Wie lassen sich künftig Lebensmittel erzeugen, ohne dass die Umwelt stark belastet wird? Wie lassen sich Ressourcenschutz und Biodiversität verbessern? Manon Sarah Littek investiert in Start-ups, die Antworten auf diese Fragen suchen. Mit ihrem Green Generation Fund (GGF), den sie gemeinsam mit der Unternehmerin Janna Ensthaler gegründet hat, spezialisiert sie sich auf die Bereiche Food Tech und Green Tech. In diesem Jahr hat Littek als erste Preisträgerin den neu initiierten Preis „Best Female Investor“ von KfW Capital erhalten. Die Beteiligungstochter der KfW ist in GGF auch investiert.

Der 2021 gegründete Fonds setzt auf Early-Stage-Investitionen von Pre-Seed- bis Series-A-Finanzierungsrunden. „Wir hatten unseren First Close nach sechs Monaten bei 53,5 Mill. Euro überzeichnet, Zielgröße waren 40 Mill. Euro Fondsvolumen“, erinnert sich Littek. Im Sommer 2022 schloss der Fonds bei 100 Mill. Euro. Zehn Investments seien bereits getätigt, am Ende sollen 20 bis 25 europäische und US-amerikanische Start-ups Teil des Portfolios sein. Geld bekamen die beiden Gründerinnen unter anderem vom Europäischen Investitionsfonds (EIF), der 25 Mill. Euro beisteuerte, die durch eine EU-Haushaltsgarantie unter dem neuen Invest-EU-Programm besichert sind, sowie von KfW Capital, die mit 10 Mill. Euro beteiligt ist.

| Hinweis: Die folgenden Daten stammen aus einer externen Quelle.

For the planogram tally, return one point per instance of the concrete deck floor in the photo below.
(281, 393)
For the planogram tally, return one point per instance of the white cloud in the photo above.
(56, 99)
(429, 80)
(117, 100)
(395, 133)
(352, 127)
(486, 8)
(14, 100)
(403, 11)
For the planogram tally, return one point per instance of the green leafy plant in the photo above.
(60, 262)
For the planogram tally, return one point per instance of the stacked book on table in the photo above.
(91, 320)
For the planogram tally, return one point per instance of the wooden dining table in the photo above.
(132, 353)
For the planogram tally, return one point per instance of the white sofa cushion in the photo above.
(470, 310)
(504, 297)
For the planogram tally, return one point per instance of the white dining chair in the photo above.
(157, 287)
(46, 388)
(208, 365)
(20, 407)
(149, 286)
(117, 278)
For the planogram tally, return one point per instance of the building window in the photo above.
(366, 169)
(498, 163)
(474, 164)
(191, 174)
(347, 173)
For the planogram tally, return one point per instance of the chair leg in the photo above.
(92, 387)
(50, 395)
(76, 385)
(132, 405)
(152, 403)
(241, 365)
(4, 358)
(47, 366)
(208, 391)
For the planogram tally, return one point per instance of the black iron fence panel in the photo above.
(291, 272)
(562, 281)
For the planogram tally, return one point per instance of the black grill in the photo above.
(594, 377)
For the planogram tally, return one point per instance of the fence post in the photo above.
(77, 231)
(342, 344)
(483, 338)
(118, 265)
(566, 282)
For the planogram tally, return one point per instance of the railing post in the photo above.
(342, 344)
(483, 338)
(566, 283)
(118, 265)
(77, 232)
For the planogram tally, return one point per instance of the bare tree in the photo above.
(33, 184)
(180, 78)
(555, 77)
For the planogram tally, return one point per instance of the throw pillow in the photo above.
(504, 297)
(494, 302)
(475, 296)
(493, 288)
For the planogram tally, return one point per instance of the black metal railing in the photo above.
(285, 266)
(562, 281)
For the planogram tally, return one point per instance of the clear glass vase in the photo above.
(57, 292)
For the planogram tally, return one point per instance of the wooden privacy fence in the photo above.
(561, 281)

Beim Fundraising half der 42-jährigen Littek auch ihr berufliches Netzwerk. Littek startete im Venture-Capital-Umfeld bei der Verlagsgruppe Hubert Burda Media, wo sie insgesamt zwölf Jahre tätig war, zuletzt als Geschäftsführerin von DLD Ventures. 2016 wechselte sie zu Katjes und fand zum Thema Food Tech: Für das Süßwarenunternehmen baute sie den Venture-Capital-Arm Greenfood mit auf, der in die Transformation des Ernährungssystems investierte. „Mein Track Record im Investment-Bereich hat viele überzeugt“, meint sie. Zu den Geldgebern des GGF zählen beispielsweise der Investor Florian Wendelstadt, das britische Family Office Kaltroco, Corecam Capital Partners aus Singapur und Fund of Funds wie Equation oder Aldea.

Fokus auf Food Tech

Mit dem Fokus auf Food Tech verbindet Littek zwei ihrer Interessensgebiete: „Ich habe mich beruflich intensiv mit der Technologiebranche befasst, und das Thema Ernährung beschäftigt mich als Vegetarierin schon seit vielen Jahren persönlich“, erklärt die 42-Jährige. Auf Fleisch verzichtet sie bereits seit ihrer Kindheit – und erinnert sich an viele Restaurantbesuche, bei denen Nudeln mit Sauce ihre einzige Option waren. Seitdem hat sich bereits viel getan, vegetarische oder vegane Alternativen zu Fleisch und Milchprodukten sind inzwischen etabliert. Für Littek sind die Food-Technologien ein wichtiger Baustein, um die Versorgung mit Nahrungsmitteln langfristig zu sichern. Ihre Investments sollen an Unternehmen gehen, die Teil dieser Lösung sind. „Die grüne Revolution, die noch vor wenigen Jahren im Lebensmittelbereich mit nachhaltigkeitsorientierten Marken anfing, erstreckt sich mittlerweile über die gesamte Wertschöpfungskette von Food Produkten und angrenzenden Konsumgütern“, sagt Littek.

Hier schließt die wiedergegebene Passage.